Les films africains ont débarqué à Namur. Dans la soixantaine de longs métrages projetés dans les principales sections du Festival international du film francophone, qui a démarré ce vendredi en Belgique, plus d’une dizaine de films représentent ou s’inspirent de l’Afrique. Cinq sont en compétition pour la récompense suprême : le Bayard d’Or.

La 27e édition du Festival international du film francophone (FIFF) de Namur s’est ouvert ce vendredi et l’Afrique est entrée dans la compétition ce samedi, entre autres avec la présentation aux festivaliers de Yema de Djamila Sahraoui, co-production franco-algérienne. Au total, ce sont cinq films africains qui tenteront de décrocher le Bayard d’Or. Parmi eux, Les Chevaux de Dieu de Nabil Ayouch (Maroc) et La Pirogue de Moussa Touré (Sénégal), en sélection officielle au dernier Festival de Cannes. Autre œuvre sénégalaise présentée à Namur en « Compétition officielle », Aujourd’hui (Tey), le troisième long métrage du cinéaste franco-sénégalais Alain Gomis. Le cinéaste avait déjà reçu un Bayard d’Or pour L’Afrance, son premier film. Quant à la Tunisienne Hinde Boujemaa, elle signe et présente C’était mieux demain.

Dans les autres sélections du FIFF, on retrouve de nombreux représentants du continent. A l’instar du film Le Sac de Farine de Kadija Leclere, production belgo-marocaine tournée au Maroc, avec notamment Hafsia Herzi. Le long métrage est en compétition pour le Bayard d’Or de la meilleure première œuvre – Prix Emile Cantillon. Tout comme La Vierge, les coptes et moi du franco-égyptien Namir Abdel Messeeh.

Prismes africains

Ce ne sont pas, pour leur part, les ambassadeurs officiels de l’Afrique, mais c’est tout comme. Le Repenti, dernier long métrage du réalisateur algérien Merzak Allouache, projeté en avant-première mondiale à la Quinzaine des réalisateurs en mai dernier sur la Croisette, est ainsi de nouveau visible à Namur dans la catégorie « Regards du présent ». Dans la même section, le documentaire français Ladies’ Turn évoque le football féminin au Sénégal quand Cinéma Inch’Allah de Guillaume Vandenberghe et Vincent Coen revient sur les tribulations cinématographiques de quatre cinéastes belgo-marocains.
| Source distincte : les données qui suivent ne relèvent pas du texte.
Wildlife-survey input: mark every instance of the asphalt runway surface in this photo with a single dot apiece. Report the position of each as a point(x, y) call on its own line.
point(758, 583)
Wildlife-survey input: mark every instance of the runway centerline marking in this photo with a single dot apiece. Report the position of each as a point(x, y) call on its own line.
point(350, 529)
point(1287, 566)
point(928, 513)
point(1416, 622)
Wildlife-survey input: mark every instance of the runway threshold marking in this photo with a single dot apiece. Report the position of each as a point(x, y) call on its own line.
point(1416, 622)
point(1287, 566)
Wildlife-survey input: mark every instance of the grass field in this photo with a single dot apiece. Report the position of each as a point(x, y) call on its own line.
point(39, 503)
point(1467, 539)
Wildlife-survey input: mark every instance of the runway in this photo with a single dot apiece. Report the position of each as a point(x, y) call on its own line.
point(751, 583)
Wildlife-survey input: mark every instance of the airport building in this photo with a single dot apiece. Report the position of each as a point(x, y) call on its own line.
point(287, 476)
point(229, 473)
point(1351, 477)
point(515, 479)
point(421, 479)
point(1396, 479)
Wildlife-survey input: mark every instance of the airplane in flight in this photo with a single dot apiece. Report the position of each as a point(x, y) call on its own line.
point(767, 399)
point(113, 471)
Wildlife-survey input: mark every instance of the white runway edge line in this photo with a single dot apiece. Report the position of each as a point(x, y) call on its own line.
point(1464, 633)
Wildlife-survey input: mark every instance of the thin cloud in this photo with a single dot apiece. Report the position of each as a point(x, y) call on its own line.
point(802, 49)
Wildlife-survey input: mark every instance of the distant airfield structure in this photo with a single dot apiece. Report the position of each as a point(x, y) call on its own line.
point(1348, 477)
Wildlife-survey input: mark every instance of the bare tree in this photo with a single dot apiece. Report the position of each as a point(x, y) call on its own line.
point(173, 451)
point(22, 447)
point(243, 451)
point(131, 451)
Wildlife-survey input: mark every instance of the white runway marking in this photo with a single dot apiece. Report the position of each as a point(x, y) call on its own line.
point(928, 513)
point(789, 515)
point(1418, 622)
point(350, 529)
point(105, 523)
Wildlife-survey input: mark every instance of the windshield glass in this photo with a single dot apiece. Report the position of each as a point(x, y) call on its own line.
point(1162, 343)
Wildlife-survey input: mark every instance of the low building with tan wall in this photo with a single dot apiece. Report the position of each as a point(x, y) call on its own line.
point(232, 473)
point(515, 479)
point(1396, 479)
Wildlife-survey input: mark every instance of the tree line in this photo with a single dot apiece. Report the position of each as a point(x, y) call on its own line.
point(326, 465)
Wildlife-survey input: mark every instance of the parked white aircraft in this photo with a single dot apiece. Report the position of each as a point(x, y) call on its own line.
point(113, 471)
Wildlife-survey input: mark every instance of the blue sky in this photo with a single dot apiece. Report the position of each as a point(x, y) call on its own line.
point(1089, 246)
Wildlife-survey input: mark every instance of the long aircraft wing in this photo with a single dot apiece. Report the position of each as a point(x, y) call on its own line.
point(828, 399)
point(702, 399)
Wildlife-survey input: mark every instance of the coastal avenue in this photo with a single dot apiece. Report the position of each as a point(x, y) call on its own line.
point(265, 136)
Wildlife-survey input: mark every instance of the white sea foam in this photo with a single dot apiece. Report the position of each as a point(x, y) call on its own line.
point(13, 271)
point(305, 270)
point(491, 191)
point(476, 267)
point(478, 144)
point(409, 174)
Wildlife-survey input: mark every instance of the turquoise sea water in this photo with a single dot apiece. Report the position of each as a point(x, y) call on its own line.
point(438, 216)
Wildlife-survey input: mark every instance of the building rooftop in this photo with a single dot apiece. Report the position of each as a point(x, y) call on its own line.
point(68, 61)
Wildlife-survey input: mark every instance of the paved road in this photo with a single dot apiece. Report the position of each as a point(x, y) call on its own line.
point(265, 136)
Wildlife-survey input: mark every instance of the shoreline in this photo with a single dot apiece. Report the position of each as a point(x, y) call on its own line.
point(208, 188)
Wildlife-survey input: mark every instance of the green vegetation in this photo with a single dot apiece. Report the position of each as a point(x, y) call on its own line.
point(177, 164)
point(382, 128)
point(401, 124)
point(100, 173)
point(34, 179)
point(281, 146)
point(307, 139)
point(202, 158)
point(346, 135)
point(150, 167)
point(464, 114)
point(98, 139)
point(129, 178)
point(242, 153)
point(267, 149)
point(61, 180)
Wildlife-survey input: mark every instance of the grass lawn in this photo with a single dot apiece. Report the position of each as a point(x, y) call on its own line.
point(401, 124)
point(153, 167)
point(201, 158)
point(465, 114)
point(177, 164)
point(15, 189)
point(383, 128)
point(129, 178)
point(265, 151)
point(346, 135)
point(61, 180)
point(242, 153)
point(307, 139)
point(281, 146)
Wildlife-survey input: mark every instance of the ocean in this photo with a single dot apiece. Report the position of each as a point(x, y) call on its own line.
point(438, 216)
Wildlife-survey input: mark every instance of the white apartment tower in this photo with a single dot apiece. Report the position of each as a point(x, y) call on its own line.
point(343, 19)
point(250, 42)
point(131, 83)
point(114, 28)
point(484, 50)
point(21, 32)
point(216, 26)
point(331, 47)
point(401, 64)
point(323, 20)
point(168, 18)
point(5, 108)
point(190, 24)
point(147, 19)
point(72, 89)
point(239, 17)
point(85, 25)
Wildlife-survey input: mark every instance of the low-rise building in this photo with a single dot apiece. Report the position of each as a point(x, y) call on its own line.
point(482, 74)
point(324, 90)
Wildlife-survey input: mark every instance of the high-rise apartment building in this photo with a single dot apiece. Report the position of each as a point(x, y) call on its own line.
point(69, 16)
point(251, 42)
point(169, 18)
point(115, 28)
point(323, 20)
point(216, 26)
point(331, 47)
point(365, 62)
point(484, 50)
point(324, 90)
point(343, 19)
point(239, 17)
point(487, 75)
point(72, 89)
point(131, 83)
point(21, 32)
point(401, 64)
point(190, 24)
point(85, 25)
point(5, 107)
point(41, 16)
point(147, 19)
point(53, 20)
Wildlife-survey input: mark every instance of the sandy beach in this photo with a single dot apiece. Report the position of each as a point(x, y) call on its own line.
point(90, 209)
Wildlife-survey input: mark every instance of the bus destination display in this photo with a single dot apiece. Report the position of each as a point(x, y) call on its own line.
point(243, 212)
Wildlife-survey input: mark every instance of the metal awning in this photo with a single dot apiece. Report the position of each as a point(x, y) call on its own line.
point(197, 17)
Même pas mal de Nadia El Fani et Alina Isabelle Pérez est aussi un documentaire consacré à la réalisatrice franco-tunisienne Nadia El Fani. Kinshasa Kids du Belge Marc-Henri Wajnberg a, lui, pour décor la capitale congolaise et pour thématique le drame des enfants accusés d’être sorciers et qui deviennent des parias. Le film du Français Rachid Djaïdani, né d’un père algérienne et d’une mère soudanaise, récit des difficultés d’un jeune Noir chrétien et d’une Maghrébine musulmane pour unir leurs destinées, est également en lice pour le Bayard d’Or de la meilleure première œuvre.

Clin d’œil aussi à la diaspora avec le film Twa Timou de Jonas d’Adeski (Prix Emile Cantillon). Le réalisateur filme trois copains de 12 ans qui vivent dans un internat à Port-au-Prince. Une soixantaine de longs métrages ont été sélectionnés dans les principales sections (« Compétition officielle », « Compétition Emile Cantillon » et « Regards du présent ») du FIFF et le nombre de films africains est assez important pour constituer une identité remarquable.